What are these deficit figures in context? The the general budget of the state — spending on schools, health care, prisons, green energy initiatives and more — will reach $298 billion from July 1 to June next year, one of the highest ever. In 2021 the state was Spending $270 billion.
How did lawmakers close this year’s budget gap? For starters, they took $12 billion from state reserves over the next two years. Lawmakers also cut most state agency allocations by nearly 8%, eliminated thousands of vacant government jobs and eliminated a handful of mid-level spending programs — savings of $16 billion. A plan was gone to have the state lend money to colleges to build more student housing, $1.1 billion in affordable housing and about $500 million for a new program that would have paid students to work in jobs related to their studies.

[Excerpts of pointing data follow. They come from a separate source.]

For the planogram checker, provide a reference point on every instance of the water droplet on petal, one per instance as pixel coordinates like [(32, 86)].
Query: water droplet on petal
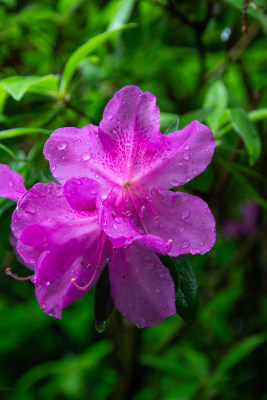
[(173, 182), (43, 306), (140, 323), (53, 311), (86, 156), (186, 244), (185, 214), (100, 326), (61, 145)]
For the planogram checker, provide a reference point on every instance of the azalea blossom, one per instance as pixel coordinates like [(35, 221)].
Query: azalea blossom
[(57, 232), (136, 166), (113, 207)]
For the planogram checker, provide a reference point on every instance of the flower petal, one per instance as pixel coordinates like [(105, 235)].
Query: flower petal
[(141, 287), (54, 288), (75, 153), (181, 156), (44, 206), (11, 185), (184, 219), (82, 193)]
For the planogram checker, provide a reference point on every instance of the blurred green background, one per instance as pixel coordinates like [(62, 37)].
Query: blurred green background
[(193, 56)]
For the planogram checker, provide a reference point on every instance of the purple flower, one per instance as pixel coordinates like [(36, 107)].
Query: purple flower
[(136, 165), (114, 207), (58, 232)]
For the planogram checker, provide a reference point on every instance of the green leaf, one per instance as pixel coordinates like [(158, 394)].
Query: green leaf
[(216, 97), (123, 12), (172, 127), (201, 115), (103, 303), (247, 131), (186, 288), (17, 86), (83, 51), (257, 13), (10, 133), (237, 354)]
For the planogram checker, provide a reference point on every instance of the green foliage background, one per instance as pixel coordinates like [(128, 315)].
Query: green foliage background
[(193, 56)]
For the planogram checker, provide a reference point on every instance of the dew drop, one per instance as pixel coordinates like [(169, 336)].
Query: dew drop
[(100, 326), (86, 156), (61, 145), (53, 311), (186, 156), (186, 244), (140, 323), (173, 182), (43, 306), (185, 214)]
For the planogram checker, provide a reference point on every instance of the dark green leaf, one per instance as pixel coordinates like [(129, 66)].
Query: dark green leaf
[(238, 353), (186, 288), (217, 97), (199, 115), (247, 131), (172, 127), (83, 51), (103, 303), (123, 12)]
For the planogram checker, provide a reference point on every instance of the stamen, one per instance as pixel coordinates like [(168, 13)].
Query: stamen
[(146, 200), (124, 261), (170, 241), (9, 272), (137, 210)]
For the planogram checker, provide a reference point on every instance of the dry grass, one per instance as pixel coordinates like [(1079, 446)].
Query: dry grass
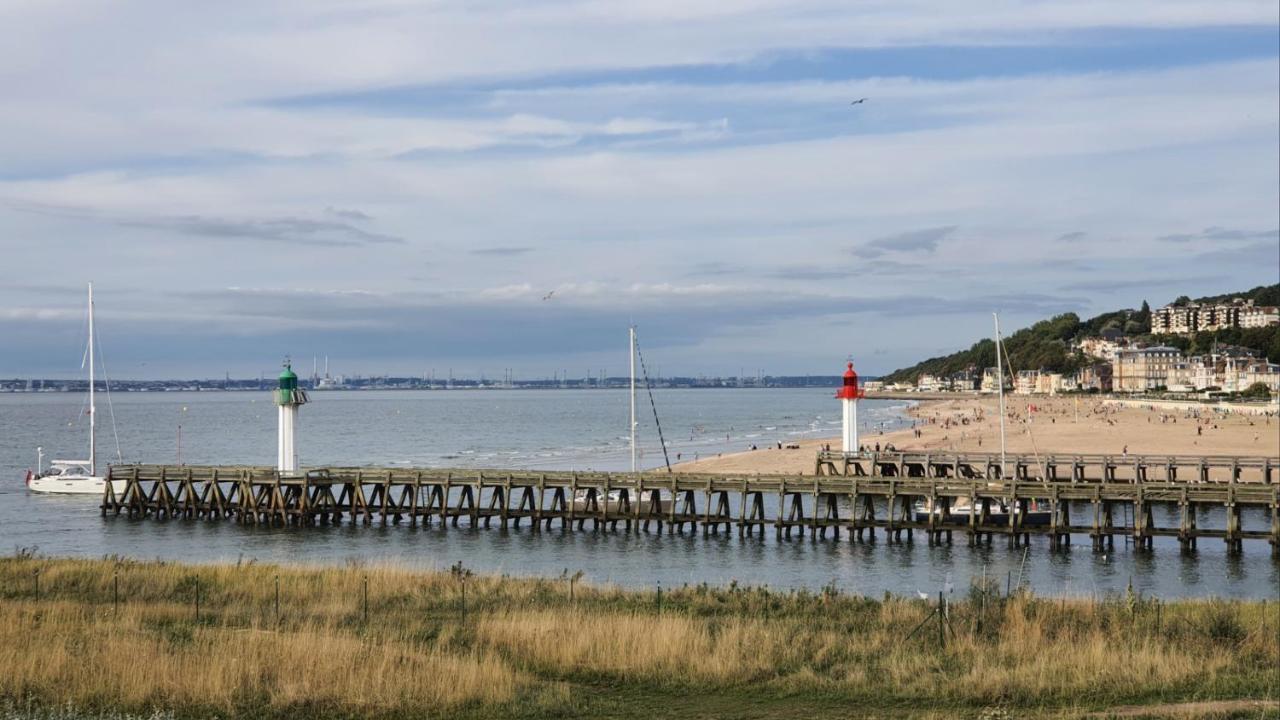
[(522, 647)]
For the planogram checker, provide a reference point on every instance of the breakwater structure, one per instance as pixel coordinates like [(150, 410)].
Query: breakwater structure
[(899, 493)]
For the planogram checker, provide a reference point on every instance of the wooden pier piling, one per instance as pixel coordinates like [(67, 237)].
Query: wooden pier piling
[(895, 492)]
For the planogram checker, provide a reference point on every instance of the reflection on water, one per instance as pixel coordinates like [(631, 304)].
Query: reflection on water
[(554, 429)]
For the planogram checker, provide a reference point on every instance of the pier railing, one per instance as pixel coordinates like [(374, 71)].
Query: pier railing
[(1052, 466), (937, 504)]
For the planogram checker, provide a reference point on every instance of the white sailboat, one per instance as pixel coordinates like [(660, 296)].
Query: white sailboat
[(961, 509), (76, 477)]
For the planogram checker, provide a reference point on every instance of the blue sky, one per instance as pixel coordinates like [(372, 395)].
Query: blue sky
[(398, 185)]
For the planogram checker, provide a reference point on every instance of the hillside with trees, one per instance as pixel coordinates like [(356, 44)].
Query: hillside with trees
[(1047, 343)]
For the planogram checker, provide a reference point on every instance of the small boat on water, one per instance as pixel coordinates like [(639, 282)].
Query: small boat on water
[(76, 477)]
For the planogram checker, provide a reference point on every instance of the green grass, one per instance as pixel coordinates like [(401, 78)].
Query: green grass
[(522, 648)]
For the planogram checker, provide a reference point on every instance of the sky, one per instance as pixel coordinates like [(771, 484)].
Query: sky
[(412, 187)]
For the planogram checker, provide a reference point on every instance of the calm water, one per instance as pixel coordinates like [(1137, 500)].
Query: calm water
[(572, 429)]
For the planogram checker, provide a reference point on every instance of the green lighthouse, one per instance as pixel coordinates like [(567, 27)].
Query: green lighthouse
[(288, 397)]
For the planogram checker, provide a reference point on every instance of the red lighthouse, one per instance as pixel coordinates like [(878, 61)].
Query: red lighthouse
[(849, 393)]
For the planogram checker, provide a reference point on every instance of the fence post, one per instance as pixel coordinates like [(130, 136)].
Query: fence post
[(942, 620)]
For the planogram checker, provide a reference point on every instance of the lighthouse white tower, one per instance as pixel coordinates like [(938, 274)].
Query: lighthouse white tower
[(849, 395), (288, 397)]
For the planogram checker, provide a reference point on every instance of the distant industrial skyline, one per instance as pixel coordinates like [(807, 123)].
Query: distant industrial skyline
[(488, 187)]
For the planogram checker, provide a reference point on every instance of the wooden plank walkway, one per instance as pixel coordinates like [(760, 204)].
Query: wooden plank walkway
[(899, 493)]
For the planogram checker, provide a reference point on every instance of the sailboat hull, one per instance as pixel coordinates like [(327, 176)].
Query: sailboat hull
[(81, 484)]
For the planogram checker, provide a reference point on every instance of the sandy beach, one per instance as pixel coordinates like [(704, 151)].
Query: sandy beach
[(1034, 424)]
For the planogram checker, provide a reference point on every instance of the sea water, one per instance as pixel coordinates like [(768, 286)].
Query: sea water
[(539, 429)]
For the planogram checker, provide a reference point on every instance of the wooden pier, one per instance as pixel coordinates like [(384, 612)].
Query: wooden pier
[(1100, 497)]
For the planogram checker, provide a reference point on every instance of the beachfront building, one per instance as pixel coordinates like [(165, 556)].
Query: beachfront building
[(1260, 317), (1260, 372), (1027, 382), (1096, 377), (1101, 347), (1143, 369), (990, 381), (1193, 317), (928, 383)]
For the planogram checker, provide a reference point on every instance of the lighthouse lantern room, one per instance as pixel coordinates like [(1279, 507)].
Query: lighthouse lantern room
[(288, 397), (849, 395)]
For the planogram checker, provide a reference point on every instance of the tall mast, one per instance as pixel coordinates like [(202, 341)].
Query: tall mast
[(92, 409), (632, 336), (1000, 383)]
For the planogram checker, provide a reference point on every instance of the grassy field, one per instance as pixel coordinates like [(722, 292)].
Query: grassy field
[(114, 637)]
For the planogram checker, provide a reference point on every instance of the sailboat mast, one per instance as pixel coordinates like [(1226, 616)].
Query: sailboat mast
[(632, 337), (1000, 384), (92, 409)]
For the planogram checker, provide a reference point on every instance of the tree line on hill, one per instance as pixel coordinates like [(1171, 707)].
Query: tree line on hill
[(1047, 343)]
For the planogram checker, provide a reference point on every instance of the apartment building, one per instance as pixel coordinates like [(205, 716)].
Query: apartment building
[(1143, 369)]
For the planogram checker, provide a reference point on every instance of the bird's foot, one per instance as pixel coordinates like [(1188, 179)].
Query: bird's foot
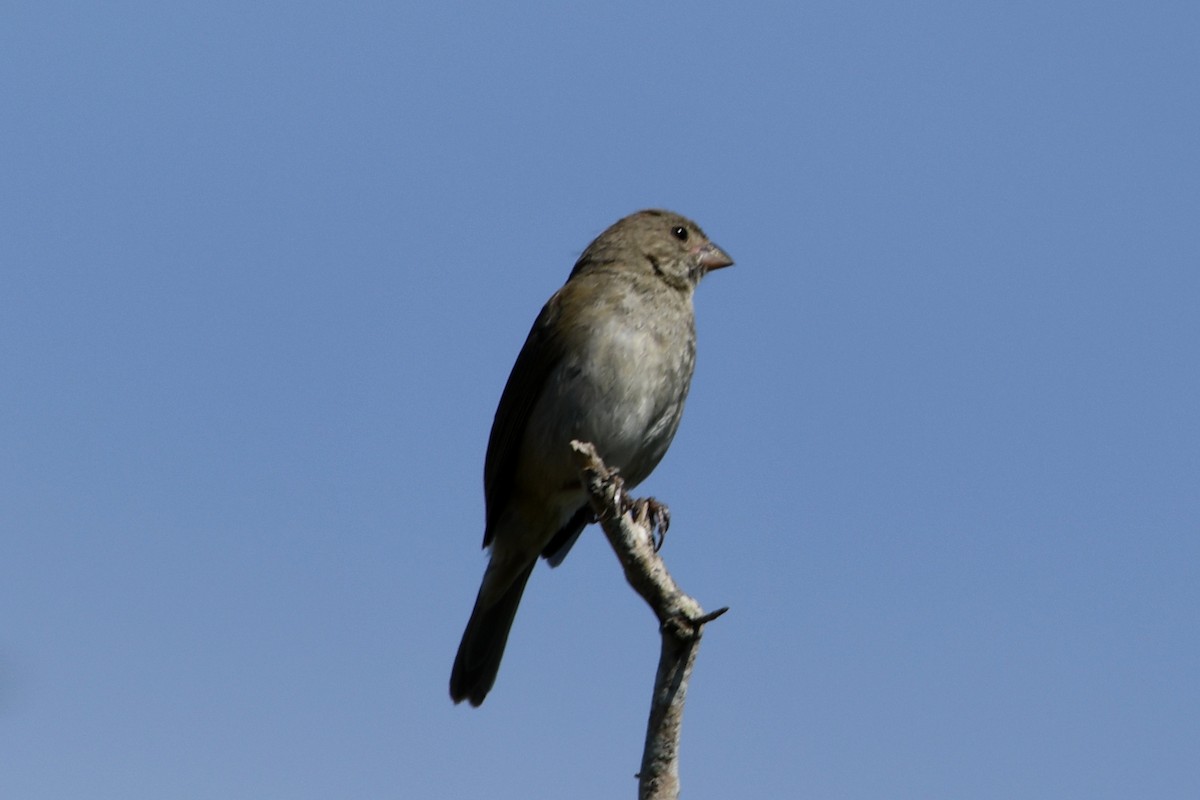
[(648, 511)]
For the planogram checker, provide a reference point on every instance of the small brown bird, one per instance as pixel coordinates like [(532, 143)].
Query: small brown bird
[(609, 361)]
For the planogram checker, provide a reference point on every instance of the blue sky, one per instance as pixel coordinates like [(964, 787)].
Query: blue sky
[(263, 272)]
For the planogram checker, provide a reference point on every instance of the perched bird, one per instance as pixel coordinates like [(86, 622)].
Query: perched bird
[(609, 361)]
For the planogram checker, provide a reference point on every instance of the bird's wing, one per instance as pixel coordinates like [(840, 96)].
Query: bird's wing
[(537, 360)]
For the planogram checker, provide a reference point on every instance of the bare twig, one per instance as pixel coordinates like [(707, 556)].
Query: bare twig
[(630, 527)]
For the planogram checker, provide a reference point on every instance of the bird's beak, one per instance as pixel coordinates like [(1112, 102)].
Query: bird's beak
[(713, 258)]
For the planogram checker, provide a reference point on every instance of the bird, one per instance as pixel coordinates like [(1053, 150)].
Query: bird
[(609, 360)]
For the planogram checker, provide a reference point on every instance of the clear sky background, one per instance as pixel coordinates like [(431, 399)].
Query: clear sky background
[(264, 269)]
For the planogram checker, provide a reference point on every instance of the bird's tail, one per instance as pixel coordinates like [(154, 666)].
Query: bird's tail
[(483, 642)]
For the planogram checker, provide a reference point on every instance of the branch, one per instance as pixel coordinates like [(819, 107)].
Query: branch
[(630, 530)]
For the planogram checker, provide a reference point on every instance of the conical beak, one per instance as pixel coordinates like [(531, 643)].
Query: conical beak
[(713, 258)]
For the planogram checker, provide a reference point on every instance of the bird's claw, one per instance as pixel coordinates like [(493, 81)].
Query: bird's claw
[(648, 511)]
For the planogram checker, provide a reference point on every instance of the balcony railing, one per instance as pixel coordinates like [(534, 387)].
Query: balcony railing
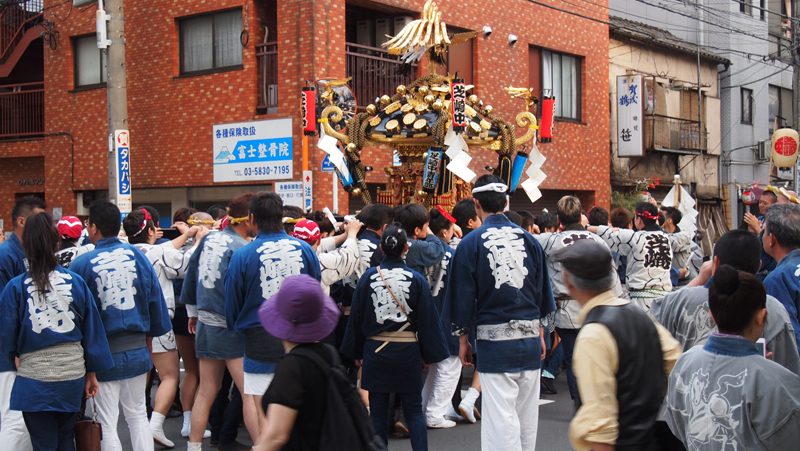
[(375, 72), (15, 18), (673, 134), (267, 57), (21, 110)]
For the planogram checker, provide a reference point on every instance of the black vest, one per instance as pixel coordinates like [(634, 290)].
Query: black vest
[(641, 382)]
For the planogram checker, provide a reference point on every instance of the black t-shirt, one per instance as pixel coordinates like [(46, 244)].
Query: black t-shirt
[(300, 385)]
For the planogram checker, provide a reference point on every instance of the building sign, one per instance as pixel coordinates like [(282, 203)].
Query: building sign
[(327, 166), (290, 192), (308, 190), (630, 129), (248, 151), (122, 152)]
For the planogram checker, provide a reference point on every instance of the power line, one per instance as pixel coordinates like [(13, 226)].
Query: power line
[(756, 80)]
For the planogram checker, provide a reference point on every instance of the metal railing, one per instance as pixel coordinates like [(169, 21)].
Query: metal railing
[(676, 134), (267, 57), (375, 72), (21, 110), (15, 18)]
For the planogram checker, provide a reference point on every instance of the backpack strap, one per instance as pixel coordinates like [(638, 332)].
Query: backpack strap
[(318, 361)]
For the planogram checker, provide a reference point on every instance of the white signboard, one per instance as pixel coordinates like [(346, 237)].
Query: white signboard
[(248, 151), (290, 192), (122, 152), (308, 190), (630, 128)]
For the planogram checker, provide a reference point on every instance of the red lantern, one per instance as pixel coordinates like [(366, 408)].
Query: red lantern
[(749, 197), (548, 113), (309, 110)]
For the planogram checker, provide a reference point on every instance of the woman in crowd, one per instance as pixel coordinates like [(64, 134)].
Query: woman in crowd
[(725, 394), (48, 319), (394, 327)]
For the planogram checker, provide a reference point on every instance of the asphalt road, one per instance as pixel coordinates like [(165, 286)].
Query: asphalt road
[(555, 412)]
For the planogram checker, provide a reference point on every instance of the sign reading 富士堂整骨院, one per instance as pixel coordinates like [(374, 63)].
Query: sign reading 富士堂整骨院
[(255, 150)]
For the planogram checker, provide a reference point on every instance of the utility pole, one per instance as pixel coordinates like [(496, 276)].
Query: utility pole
[(795, 71), (117, 99)]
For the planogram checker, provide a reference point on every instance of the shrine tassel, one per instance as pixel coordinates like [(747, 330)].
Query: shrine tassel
[(548, 113), (430, 174), (445, 177), (503, 169)]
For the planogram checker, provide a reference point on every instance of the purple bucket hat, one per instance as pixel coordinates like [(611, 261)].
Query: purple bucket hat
[(300, 311)]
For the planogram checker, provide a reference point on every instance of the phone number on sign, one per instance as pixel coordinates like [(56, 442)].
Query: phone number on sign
[(282, 169)]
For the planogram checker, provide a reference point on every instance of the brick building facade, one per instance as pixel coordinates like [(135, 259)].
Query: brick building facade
[(171, 112)]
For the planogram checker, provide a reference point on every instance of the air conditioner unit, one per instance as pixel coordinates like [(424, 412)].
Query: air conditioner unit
[(763, 150), (365, 32), (383, 28)]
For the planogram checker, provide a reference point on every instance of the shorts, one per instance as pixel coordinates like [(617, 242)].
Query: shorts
[(218, 343), (180, 321), (257, 384), (164, 343)]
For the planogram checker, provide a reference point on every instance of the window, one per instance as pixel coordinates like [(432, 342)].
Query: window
[(561, 78), (745, 6), (90, 62), (459, 59), (747, 106), (780, 107), (211, 41)]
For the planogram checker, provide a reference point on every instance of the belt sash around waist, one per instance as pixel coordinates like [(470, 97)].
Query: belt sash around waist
[(127, 341), (62, 362), (211, 319), (516, 329), (399, 336)]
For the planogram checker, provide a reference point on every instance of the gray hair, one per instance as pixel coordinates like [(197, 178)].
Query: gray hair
[(600, 285), (783, 222)]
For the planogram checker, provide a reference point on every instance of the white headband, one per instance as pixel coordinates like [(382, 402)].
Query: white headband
[(496, 187)]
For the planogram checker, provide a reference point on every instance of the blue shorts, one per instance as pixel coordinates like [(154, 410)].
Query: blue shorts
[(218, 343)]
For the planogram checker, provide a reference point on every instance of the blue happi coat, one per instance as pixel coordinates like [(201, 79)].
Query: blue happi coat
[(30, 322), (398, 367), (127, 293), (255, 273), (438, 276), (204, 285), (783, 283), (12, 264), (498, 274)]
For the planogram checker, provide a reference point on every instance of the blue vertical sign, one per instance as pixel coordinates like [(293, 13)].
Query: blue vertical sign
[(122, 152)]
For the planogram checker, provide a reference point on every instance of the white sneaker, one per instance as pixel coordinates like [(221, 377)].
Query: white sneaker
[(442, 424), (161, 439), (468, 412), (185, 433), (452, 415)]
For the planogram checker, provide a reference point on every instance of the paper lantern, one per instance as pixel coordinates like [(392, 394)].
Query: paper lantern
[(784, 147), (458, 93), (548, 113), (749, 197), (308, 99)]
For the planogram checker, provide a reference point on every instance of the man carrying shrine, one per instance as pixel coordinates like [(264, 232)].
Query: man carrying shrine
[(498, 293), (649, 255), (132, 306), (255, 273)]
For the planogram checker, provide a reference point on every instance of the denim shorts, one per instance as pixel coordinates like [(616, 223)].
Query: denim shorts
[(218, 343)]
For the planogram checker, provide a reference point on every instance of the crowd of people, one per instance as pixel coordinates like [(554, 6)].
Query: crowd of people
[(662, 346)]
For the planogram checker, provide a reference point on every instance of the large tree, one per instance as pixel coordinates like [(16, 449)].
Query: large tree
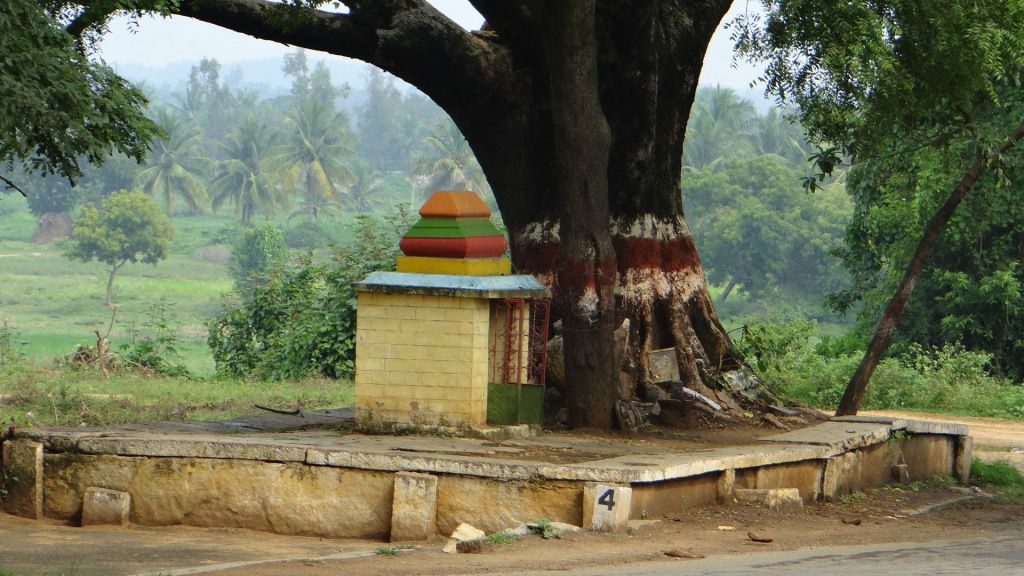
[(577, 112), (882, 80)]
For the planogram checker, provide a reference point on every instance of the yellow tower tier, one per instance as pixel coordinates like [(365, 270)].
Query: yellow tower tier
[(463, 266)]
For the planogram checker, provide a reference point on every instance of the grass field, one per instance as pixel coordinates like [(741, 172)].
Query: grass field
[(33, 396), (53, 304)]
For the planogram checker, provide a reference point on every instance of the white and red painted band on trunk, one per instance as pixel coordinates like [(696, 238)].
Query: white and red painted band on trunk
[(656, 257)]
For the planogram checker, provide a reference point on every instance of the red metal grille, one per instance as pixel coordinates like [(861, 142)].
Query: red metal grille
[(518, 340)]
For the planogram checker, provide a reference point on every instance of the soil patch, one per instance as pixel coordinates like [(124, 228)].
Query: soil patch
[(707, 531)]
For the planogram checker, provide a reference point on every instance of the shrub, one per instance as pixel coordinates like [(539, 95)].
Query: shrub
[(948, 378), (154, 344), (308, 235), (256, 252), (301, 320)]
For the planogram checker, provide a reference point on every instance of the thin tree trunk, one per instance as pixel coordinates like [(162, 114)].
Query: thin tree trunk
[(883, 333), (586, 273), (110, 283)]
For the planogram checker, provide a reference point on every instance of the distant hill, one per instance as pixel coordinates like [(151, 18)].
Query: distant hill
[(263, 75)]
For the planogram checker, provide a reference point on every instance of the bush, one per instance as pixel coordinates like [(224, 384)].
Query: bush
[(154, 345), (256, 252), (301, 320), (12, 203), (948, 378)]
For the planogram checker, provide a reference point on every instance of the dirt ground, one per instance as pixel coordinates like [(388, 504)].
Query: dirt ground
[(884, 515)]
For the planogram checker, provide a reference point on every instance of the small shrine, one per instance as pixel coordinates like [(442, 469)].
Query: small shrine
[(452, 341)]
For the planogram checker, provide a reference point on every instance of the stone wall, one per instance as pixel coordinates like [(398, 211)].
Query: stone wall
[(421, 361)]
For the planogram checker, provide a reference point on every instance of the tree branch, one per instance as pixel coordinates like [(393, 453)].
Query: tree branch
[(408, 38), (10, 184), (93, 13), (510, 18)]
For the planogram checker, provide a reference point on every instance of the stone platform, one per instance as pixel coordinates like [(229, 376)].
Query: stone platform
[(343, 485)]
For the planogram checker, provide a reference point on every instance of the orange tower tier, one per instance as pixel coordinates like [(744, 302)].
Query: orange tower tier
[(455, 235)]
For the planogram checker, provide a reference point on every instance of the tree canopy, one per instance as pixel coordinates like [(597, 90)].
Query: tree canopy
[(126, 228), (58, 107)]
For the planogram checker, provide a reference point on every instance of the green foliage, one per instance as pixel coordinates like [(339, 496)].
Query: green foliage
[(308, 235), (302, 320), (1003, 476), (312, 159), (50, 194), (56, 106), (154, 345), (12, 204), (176, 163), (502, 538), (756, 227), (852, 498), (256, 252), (768, 344), (126, 228), (245, 178), (973, 291), (864, 72), (70, 398), (934, 481), (998, 472)]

Other savings came from freezing corporate tax credits. Then there are the budget “fund shifts” that lawmakers apply to the numbers that move money to achieve savings.
Among the few state programs whose budgets actually grew? Public colleges and universitiesalthough the University of California and California State University will make these 8% cuts next year unless the state budget picture improves.
Outlook for 2025
The income to date is higher than expected – thanks to big gains in the stock market, especially in technologyand the income tax paid by these investors. But the Legislature’s independent budget analysts say all that extra revenue doesn’t mean there is room to spend morepartly because they project multi-billion dollar deficits through 2028-2029. In addition, much of what California now spends money on is expected to become more expensive.
How much the state ultimately decides to spend on its wide array of programs—we have the fifth largest GDP in the world for a reason—depends largely on the stock market and the incomes of California’s wealthiest residents. Capital gains taxes from hot Wall Street mean big money for state programs.
A Republican-led White House and Congress focused on tax cuts could cause stock prices to rise (although tax cuts often mean cuts to the federal program). But President-elect Donald Trump’s plan for heavy tariffs and mass deportations of undocumented workers could shrink the economy because higher inflation and labor shortages.